During the session on Wednesday, the CAD/CHF pair fell during the course of the day. Granted, it wasn’t a massive move lower, but the one thing that I am cognizant of is the fact that the Canadian dollar itself is getting pummeled as the oil markets simply cannot rally at all. In fact, the WTI Crude Oil markets broke down below the $50 level, and that of course is a very technically bearish signal. With that, Forex traders sold off the Canadian dollar overall as it is used as a proxy for petroleum markets quite often.
The 0.7350 level below is massively supportive, so will take a little bit of momentum to break down below there.
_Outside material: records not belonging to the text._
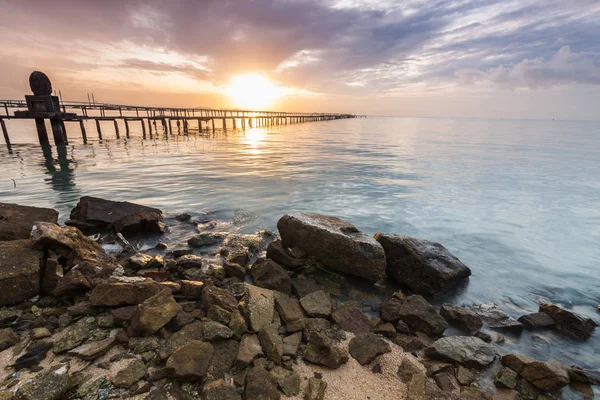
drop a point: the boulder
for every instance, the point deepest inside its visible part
(16, 221)
(121, 293)
(317, 304)
(19, 271)
(425, 267)
(351, 319)
(322, 350)
(421, 316)
(270, 275)
(191, 361)
(461, 317)
(574, 325)
(334, 243)
(93, 215)
(367, 346)
(468, 351)
(153, 314)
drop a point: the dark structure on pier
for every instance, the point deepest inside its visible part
(43, 105)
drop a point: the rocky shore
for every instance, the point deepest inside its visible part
(86, 314)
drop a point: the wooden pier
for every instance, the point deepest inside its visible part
(43, 106)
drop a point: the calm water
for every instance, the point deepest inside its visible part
(517, 201)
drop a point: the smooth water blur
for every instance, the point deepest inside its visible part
(517, 201)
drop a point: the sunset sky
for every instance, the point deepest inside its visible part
(507, 59)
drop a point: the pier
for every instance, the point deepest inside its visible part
(42, 106)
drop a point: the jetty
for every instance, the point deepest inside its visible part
(42, 106)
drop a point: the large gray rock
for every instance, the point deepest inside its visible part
(334, 243)
(425, 267)
(468, 351)
(16, 221)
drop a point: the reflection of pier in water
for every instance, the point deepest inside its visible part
(42, 105)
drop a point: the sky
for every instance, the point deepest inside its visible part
(481, 58)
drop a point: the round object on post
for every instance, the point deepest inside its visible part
(40, 84)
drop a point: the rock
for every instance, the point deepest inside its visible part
(421, 316)
(192, 289)
(351, 319)
(498, 319)
(536, 321)
(72, 284)
(93, 215)
(259, 305)
(425, 267)
(73, 335)
(506, 378)
(8, 338)
(334, 243)
(219, 390)
(19, 271)
(367, 346)
(191, 361)
(574, 325)
(317, 304)
(270, 275)
(45, 386)
(315, 390)
(288, 307)
(545, 375)
(461, 317)
(153, 314)
(233, 270)
(206, 239)
(277, 253)
(93, 350)
(324, 351)
(468, 351)
(16, 221)
(131, 372)
(261, 385)
(271, 343)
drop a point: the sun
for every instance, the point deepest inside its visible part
(253, 91)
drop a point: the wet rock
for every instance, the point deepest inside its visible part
(461, 317)
(324, 351)
(468, 351)
(219, 390)
(93, 350)
(19, 271)
(421, 316)
(131, 372)
(72, 284)
(497, 319)
(259, 305)
(288, 307)
(45, 386)
(190, 361)
(574, 325)
(153, 314)
(536, 321)
(279, 254)
(93, 215)
(270, 275)
(120, 293)
(261, 385)
(367, 346)
(271, 343)
(192, 289)
(206, 239)
(351, 319)
(317, 304)
(16, 221)
(425, 267)
(334, 243)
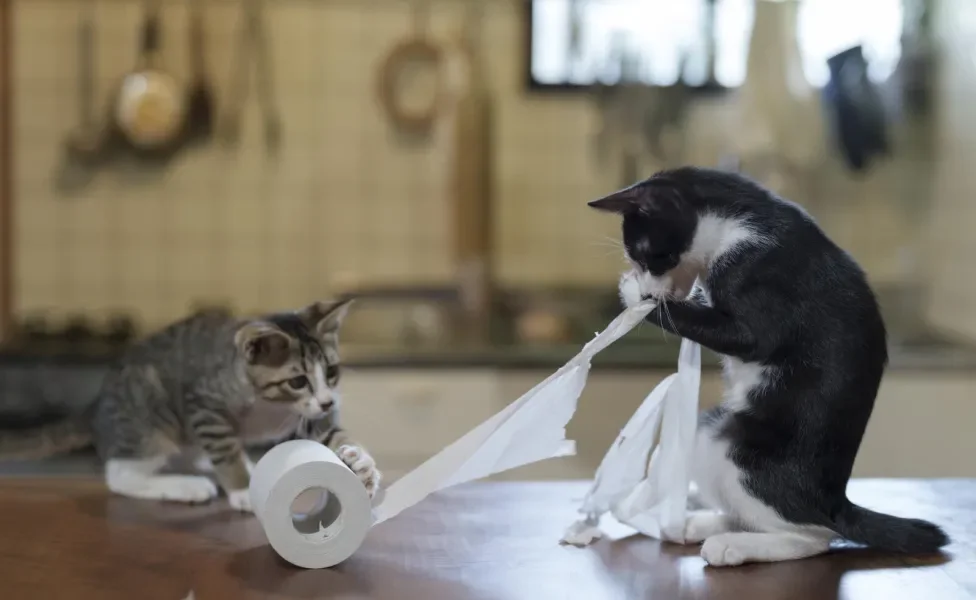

However, everything on this chart is pointing to that happening, so if we can get below that level for more than about an hour, I would start shorting this market as we could very easily head back down to the 0.72 level, and then possibly the 0.70 handle.
Rallies should be sold
I believe that rally should be sold as we may get a little bit of a “relief rally” from time to time, but ultimately we have been selling off in a rather steady manner for some time. However, do not look for some type of meltdown in this market, because the Swiss National Bank has been shorting the Swiss franc in the spot Forex markets lately. Granted, it is found in the EUR/CHF pair, but it does have a little bit of an effect on the Swiss franc overall against most currencies.
Once we get a significant breakdown in the oil markets that will more than likely be enough to break down below the 0.7350 handle. Quite frankly, I feel that it’s only a matter of time before this happens, so I don’t really have a scenario for buying this market as it is far too negative and strong to the downside in order to try to fight that move lower.